Thursday, September 29, 2005


I remember as an undergraduate student thinking that poets must be some of the nicest people on the planet. I had these romantic notions that since they are able to write so beautifully and think so deeply about subjects such as love, death, creativity, class, religion, etc. they must all be kind, gentle, and wise people. I also assumed that in order to be a poet (or maybe a creative writer in general), you have to be wounded in some manner. Over the years I’ve had the opportunity to work closely with or meet many poets. My belief now is that poets are like any other group of people; there is great diversity among the group. Some poets are quite nice, and some are not. Many poets are somewhere in the middle. As for the wounded assumption, I’m not sure I believe that anymore. Maybe a better word than wounded is dissatisfaction. Maybe it could be said that all poets are dissatisfied with the world in some manner, and this is part of the reason why they write poetry.
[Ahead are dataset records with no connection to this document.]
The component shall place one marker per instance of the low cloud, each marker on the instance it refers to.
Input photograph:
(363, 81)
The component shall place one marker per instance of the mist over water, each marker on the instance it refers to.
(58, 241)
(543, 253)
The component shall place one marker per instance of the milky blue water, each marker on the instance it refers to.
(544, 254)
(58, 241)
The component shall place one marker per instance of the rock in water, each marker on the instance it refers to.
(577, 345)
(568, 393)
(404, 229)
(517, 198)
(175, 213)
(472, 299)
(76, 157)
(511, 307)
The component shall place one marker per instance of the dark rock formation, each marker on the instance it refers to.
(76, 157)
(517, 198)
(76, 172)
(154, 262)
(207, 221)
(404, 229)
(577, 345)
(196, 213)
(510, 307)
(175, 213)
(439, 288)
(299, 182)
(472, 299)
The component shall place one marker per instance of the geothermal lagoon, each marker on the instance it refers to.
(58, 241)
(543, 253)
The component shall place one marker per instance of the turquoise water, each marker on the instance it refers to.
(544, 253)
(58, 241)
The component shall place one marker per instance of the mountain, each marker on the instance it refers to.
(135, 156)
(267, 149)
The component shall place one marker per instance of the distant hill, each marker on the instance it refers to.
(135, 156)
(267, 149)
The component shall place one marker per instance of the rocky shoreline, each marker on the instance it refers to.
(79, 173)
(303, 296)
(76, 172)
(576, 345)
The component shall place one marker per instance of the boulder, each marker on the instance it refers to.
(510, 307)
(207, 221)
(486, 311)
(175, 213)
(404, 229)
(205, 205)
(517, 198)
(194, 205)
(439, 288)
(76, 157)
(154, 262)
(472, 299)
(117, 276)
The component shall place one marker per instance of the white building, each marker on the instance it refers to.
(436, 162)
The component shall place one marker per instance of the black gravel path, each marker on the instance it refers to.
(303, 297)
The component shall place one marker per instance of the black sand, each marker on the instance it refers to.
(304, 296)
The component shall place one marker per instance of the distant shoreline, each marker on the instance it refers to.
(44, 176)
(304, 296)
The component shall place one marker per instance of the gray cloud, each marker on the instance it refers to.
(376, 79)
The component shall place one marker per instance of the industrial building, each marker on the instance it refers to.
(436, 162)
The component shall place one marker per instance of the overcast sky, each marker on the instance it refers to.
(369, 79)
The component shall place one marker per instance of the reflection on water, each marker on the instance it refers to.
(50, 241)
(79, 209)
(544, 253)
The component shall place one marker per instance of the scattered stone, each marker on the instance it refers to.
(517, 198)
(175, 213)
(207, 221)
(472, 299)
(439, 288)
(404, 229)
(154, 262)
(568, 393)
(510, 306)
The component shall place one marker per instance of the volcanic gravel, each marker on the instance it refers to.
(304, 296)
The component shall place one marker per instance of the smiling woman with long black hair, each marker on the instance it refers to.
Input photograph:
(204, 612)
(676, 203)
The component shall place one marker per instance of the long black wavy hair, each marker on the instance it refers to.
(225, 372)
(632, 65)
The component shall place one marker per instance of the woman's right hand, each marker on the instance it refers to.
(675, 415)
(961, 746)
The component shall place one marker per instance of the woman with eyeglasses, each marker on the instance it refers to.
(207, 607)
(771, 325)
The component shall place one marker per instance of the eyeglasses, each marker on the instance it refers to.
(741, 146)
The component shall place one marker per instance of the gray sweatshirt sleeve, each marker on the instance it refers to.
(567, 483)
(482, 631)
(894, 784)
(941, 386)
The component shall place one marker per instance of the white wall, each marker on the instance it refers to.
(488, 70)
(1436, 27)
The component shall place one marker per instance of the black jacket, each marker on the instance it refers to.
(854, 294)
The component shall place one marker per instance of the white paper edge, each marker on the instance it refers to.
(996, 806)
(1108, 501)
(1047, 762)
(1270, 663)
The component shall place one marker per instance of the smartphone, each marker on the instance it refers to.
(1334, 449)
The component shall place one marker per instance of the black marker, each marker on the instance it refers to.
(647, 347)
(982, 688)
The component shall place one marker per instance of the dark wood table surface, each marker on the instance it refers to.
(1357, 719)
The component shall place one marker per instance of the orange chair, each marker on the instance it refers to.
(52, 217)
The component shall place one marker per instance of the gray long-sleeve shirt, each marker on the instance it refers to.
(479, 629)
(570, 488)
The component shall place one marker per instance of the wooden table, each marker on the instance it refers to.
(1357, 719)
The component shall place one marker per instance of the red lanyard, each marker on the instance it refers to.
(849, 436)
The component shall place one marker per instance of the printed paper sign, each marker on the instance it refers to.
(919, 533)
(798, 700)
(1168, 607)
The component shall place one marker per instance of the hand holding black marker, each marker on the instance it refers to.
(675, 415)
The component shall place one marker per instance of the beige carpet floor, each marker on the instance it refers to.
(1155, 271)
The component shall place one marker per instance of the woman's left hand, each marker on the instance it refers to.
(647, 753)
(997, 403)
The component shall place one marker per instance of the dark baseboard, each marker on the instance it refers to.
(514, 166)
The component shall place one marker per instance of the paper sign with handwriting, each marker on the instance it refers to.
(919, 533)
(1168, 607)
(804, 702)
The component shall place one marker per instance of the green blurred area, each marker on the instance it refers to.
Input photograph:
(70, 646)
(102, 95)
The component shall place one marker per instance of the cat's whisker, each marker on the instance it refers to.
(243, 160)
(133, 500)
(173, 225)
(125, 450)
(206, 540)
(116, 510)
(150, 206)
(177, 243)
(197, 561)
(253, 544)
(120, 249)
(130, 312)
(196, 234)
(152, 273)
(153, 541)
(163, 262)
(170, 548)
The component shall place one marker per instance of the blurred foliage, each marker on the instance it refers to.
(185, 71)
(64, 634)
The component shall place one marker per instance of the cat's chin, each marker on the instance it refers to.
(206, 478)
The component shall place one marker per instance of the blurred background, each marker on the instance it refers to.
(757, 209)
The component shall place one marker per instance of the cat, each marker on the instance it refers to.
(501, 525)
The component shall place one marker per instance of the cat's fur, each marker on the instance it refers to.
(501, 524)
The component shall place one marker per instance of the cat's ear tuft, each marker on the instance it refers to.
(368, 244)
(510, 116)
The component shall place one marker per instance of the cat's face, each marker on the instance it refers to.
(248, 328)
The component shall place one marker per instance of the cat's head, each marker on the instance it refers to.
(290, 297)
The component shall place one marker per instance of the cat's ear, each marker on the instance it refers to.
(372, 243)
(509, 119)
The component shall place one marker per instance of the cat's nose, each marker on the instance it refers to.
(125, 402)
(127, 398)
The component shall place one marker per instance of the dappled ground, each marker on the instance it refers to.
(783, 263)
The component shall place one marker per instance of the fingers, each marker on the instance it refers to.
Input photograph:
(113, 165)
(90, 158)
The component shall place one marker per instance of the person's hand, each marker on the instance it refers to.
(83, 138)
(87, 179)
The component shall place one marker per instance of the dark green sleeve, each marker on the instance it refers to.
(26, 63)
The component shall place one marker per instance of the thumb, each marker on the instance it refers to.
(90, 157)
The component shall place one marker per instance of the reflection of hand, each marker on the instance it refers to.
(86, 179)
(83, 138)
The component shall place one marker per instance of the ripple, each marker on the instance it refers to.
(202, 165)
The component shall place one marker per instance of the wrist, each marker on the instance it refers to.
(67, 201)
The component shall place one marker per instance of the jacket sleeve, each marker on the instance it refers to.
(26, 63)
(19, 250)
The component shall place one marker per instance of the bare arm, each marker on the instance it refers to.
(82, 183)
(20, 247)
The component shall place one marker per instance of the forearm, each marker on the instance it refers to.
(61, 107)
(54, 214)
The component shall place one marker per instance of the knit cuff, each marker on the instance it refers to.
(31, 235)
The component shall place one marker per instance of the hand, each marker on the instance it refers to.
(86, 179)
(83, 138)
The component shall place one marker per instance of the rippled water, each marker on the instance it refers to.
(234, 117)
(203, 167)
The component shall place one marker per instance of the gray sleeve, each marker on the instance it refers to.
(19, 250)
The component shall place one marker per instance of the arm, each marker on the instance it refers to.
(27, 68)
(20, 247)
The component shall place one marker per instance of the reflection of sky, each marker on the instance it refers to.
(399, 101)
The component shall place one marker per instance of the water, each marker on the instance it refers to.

I’ve observed that poets guard their time very carefully. This makes sense. Writing is solitary activity and requires lots of time for writing and the many drafts of revision. Also, it is necessary to read—a lot. You need to know the history of poetry and what previous masters accomplished. You need to know theory such as the major feet, metrics, traditional forms, alliteration, consonance, stanzas, free verse, etc. You also need to know about contemporary poetry and what the current issues are in contemporary poetry. I’ll add that you probably need some interests outside of poetry so that you can bring something to poetry other than your personal experiences like a knowledge of visual art, jazz, astronomy, Buddhism, history, and so on.